Müssen beide Eltern Unterhalt leisten, wenn das Kind volljährig ist?

Ja, bei Volljährigen haften beide Eltern nach ihrer Leistungsfähigkeit anteilig, sofern der Bedarf nach Anrechnung eigener Einkünfte noch nicht gedeckt ist. Die genaue Quote richtet sich nach den bereinigten Einkommen der Eltern und deren Selbstbehalten.

Gilt der Anspruch auch bei einem Wechsel der Ausbildung?

Ein sachlich begründeter, einmaliger Wechsel wird in der Regel akzeptiert.

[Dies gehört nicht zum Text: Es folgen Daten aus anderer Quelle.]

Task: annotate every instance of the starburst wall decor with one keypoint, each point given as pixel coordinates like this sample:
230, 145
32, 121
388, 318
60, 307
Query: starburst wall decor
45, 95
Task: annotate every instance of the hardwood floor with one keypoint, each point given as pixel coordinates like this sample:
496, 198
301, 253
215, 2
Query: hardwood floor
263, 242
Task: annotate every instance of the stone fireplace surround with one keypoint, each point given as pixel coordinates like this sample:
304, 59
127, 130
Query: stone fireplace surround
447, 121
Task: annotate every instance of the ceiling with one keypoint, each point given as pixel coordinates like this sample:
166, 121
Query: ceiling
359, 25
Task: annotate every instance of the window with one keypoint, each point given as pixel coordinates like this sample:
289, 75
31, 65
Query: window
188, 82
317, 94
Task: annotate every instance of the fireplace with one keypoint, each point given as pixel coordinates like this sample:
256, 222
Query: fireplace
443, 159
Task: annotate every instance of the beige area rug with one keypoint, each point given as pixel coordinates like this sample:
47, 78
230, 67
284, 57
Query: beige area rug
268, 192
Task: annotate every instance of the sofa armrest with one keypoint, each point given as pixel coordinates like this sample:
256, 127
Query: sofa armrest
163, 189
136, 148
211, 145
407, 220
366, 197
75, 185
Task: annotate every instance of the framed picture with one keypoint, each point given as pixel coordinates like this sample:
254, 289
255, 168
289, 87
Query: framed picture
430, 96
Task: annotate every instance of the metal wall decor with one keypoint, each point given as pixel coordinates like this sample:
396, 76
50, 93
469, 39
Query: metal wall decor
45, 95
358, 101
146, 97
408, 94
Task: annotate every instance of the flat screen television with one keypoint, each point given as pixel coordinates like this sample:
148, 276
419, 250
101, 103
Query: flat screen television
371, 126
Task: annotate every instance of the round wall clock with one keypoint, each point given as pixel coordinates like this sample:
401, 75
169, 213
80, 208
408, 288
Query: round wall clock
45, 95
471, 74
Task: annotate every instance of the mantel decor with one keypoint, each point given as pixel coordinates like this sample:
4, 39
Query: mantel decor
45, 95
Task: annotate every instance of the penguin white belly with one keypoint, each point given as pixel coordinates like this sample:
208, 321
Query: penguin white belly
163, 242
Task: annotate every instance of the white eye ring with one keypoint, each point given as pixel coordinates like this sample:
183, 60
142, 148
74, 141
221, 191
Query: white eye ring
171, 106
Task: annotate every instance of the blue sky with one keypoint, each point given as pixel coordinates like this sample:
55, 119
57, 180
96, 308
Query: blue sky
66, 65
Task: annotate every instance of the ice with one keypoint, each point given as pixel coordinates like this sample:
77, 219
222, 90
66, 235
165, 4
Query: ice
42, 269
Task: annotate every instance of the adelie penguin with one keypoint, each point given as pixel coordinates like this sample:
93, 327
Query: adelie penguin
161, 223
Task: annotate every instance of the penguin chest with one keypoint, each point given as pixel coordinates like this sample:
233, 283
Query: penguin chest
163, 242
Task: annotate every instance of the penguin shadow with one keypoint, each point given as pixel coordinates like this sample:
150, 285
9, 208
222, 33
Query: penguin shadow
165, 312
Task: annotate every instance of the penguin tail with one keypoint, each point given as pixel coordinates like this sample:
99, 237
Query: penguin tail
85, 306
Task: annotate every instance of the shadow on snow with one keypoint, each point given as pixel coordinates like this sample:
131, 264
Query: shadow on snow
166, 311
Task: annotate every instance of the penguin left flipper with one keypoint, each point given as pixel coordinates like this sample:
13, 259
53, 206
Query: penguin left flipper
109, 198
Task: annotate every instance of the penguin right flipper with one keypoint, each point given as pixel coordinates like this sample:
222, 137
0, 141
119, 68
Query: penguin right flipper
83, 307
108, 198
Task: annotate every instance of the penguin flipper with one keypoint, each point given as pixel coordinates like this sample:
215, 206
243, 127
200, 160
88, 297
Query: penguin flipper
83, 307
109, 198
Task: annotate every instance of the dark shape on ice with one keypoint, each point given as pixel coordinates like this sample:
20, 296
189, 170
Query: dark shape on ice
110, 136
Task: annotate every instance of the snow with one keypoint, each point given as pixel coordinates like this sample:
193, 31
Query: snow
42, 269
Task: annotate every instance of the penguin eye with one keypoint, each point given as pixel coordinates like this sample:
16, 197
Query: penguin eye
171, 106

Mehrfache Richtungswechsel ohne nachvollziehbaren Grund können den Anspruch mindern oder entfallen lassen, weil es dann an der Zielstrebigkeit fehlt.

Welche Rolle spielt das Kindergeld?

Bei volljährigen Auszubildenden wird Kindergeld regelmäßig als Einkommen des Kindes behandelt und mindert den Unterhaltsbedarf. Bei Minderjährigen dient es der Deckung des Kindesunterhalts im Haushalt der Eltern oder des betreuenden Elternteils.

Wie lange besteht der Anspruch auf Ausbildungsunterhalt?

Der Anspruch besteht grundsätzlich bis zum Abschluss der ersten berufsqualifizierenden Ausbildung. Verlängerungen können sich aus Krankheit, Schwangerschaft, Elternzeit oder Behinderung ergeben, wenn die Ausbildung weiterhin ernsthaft betrieben wird.

Was passiert bei Abbruch oder längerer Unterbrechung der Ausbildung?

Bei endgültigem Abbruch endet der Anspruch grundsätzlich. Längere Unterbrechungen ohne anerkennbaren Grund können den Anspruch ruhen lassen. Wird die Ausbildung später wieder aufgenommen und zielstrebig fortgeführt, kann der Anspruch neu entstehen.